信頼と実績 宇治田原優駿ステーブル

2020/12/22

 

お茶の産地で有名な宇治の山間にあるのが宇治田原優駿ステーブル。栗東の笹田厩舎や杉山晴厩舎などが短期でよく預けられることから、当クラブも数多くの馬を通してこれまでお世話になってきました。最近では、キタサンブラックやデアリングタクトの短期放牧先としても、競馬ファンによく知られている名門です。

多くのスタッフがおられるその中でも、中間の状態についてよくお話をお伺いしているのが、同ステーブル担当者のAさん。クラブとしてもたくさん外厩先があり、その数だけ窓口になっていただける担当者さんがいらっしゃいます。皆さんとても親切なのですが、Aさんはそれにプラスして、とにかく穏やかで丁寧な語り口調が印象的。どんなにお忙しい時でも、優しく対応していただけるので、お話をお聞きする時間が長くなってしまいます。いつも申し訳ありません・・・。

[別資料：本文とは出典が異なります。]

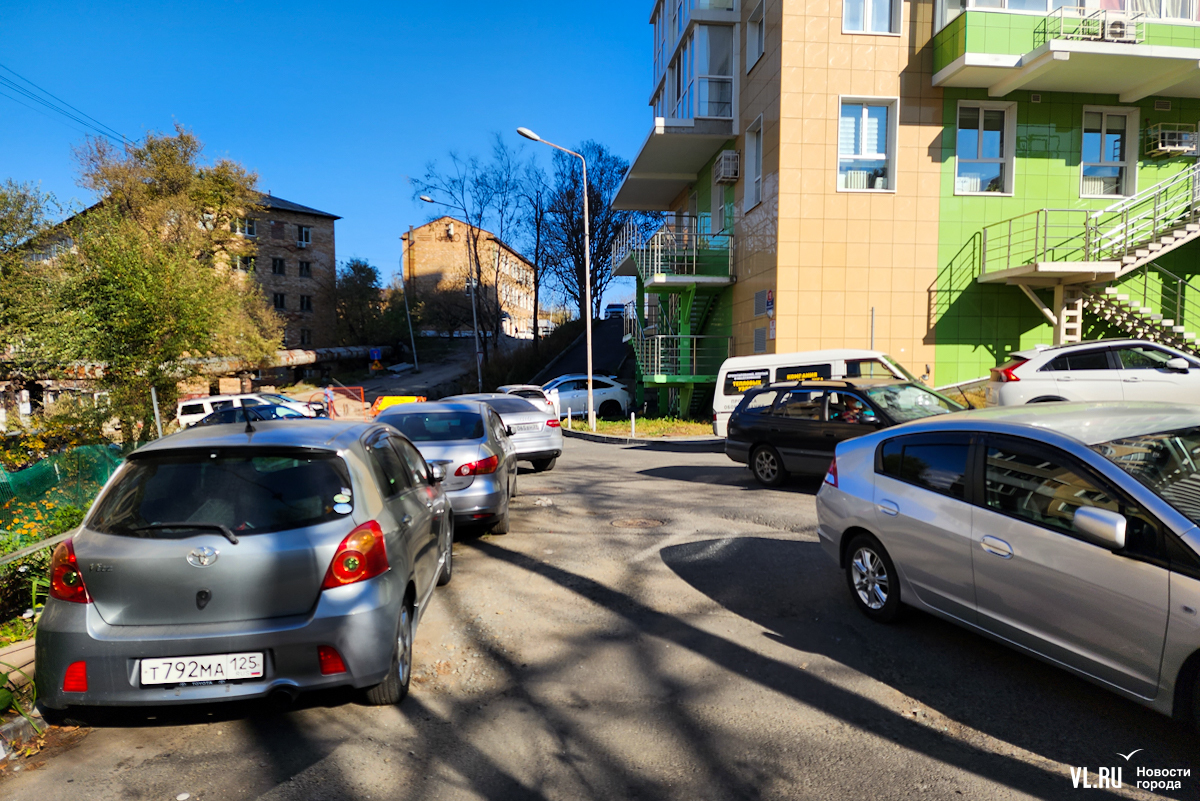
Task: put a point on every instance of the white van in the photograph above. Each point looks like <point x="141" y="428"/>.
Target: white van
<point x="742" y="373"/>
<point x="197" y="409"/>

同ステーブルにいる騎乗スタッフは50数名。現在、騎乗トレーニング中の方も含めると60~70名ほど在籍されています。時期によって多少前後はあるものの、300頭以上の収容が可能な施設で、それを前述のスタッフ数で日々運動をさせていることになります。

調教コースは、トラックがウッドチップ(外)とダート(内)の2種類で、1周の距離は600~620m。通常はここでダク・キャンターを行います。例えば現在入厩しているラウディ号などは、ダク1周・軽いキャンターを3周しています。その後坂路コースに入るのが通常のメニューです。

坂路も2本平行する形で設定されています。2本の違いは「長さ」と「幅」。オフィシャル的には短い方(Bコース)が800m・幅6m、長い方(Aコース)が870m・幅8mとなっていますが、「実際は70mの差ではなく、というのもトラックから坂路に行く時は、まず短い方のBに入るんですけど、そこは馬道も兼ねているので、実際トレーニングができるBコースの距離は600~700mなんです。長い方のAコースはすべて調教コースなので、その差は200mほどあります」と担当者。従って、しっかりと運動させたい時はAコース、様々な理由でやや抑えめにしたい時はBコース使用になります。

2本のコースは共にコーナーが2つあって傾斜がキツく、ラスト1F~2Fの勾配は栗東以上。担当者も「最初にここに来たときは、傾斜にビックリしました」とのこと。実際に調教で走っている馬の様子から、十分負荷がかかっているように見えました。宇治田原の坂路を使って馬がガラッと変わった、という関係者の話は以前から時々聞いていましたが、100%納得です。また「コーナーも傾斜もありますから、速い時計でもだいたいF13秒台ですね」と担当者が語るように、個人的にはU字になっているコース形状の関係で、ラップタイムが適度な範囲になっているのも、休養中である側面から考えると、疲れを残さない点で非常に良いところだと思いました。

時計はもちろん自動計測。ゴール後、ただちに3F内のラップタイムと全体時計がモニターに表示され、責任者と騎乗者が実際の時計を確認できるようになっています。
「馬の状態や、いつ入厩するかによって、もちろんメニューや時計の目標設定を変えていきますが、15-15を基本とするなら、例えばラウディが入厩間近になってくれば14-14を目安に微調整していく感じです」と担当者。今は追い日を15-15まで持っていけるのが今週か来週か・・・という状況ですので、同馬の栗東入厩はもう少し先になるというイメージです。

多頭数のトレーニングを午前中に一気にこなすので、仕事がオートメーション化してしまうのではないかとの危惧。これは全く必要ありません。逆に取材時、各馬の担当者が一頭一頭じっくりと体をほぐしながら、時間をかけて乗り込まれている姿が印象的でした。それと、トレーニング中はたくさんいるスタッフ同士の会話もほぼ皆無。跨っている馬とのコミュニケーションのみに集中されている様子に、プロフェッショナルな姿勢を感じた次第です。

※上記写真中央に移っているのは、トラックコースに向かうラウディ号

宇治田原優駿ステーブルは、平成14年設立になりますので、現在まで約20年弱。各方面からの信頼と共に積み重ねてきた輝かしい実績は、スタッフ一人ひとりの高いモチベーションとプロ意識に支えられているようです。今後ますますの発展をお祈りしております。

そうこうしているうちに、またAさんの携帯に着信が。そして受話器の向こうの相手様にいつもの親切・丁寧なご対応。気づけば、こちらが取材予定時間を随分オーバーしていました。また優しさについつい甘えてしまい申し訳ありません。今後ともよろしくお願い申し上げます。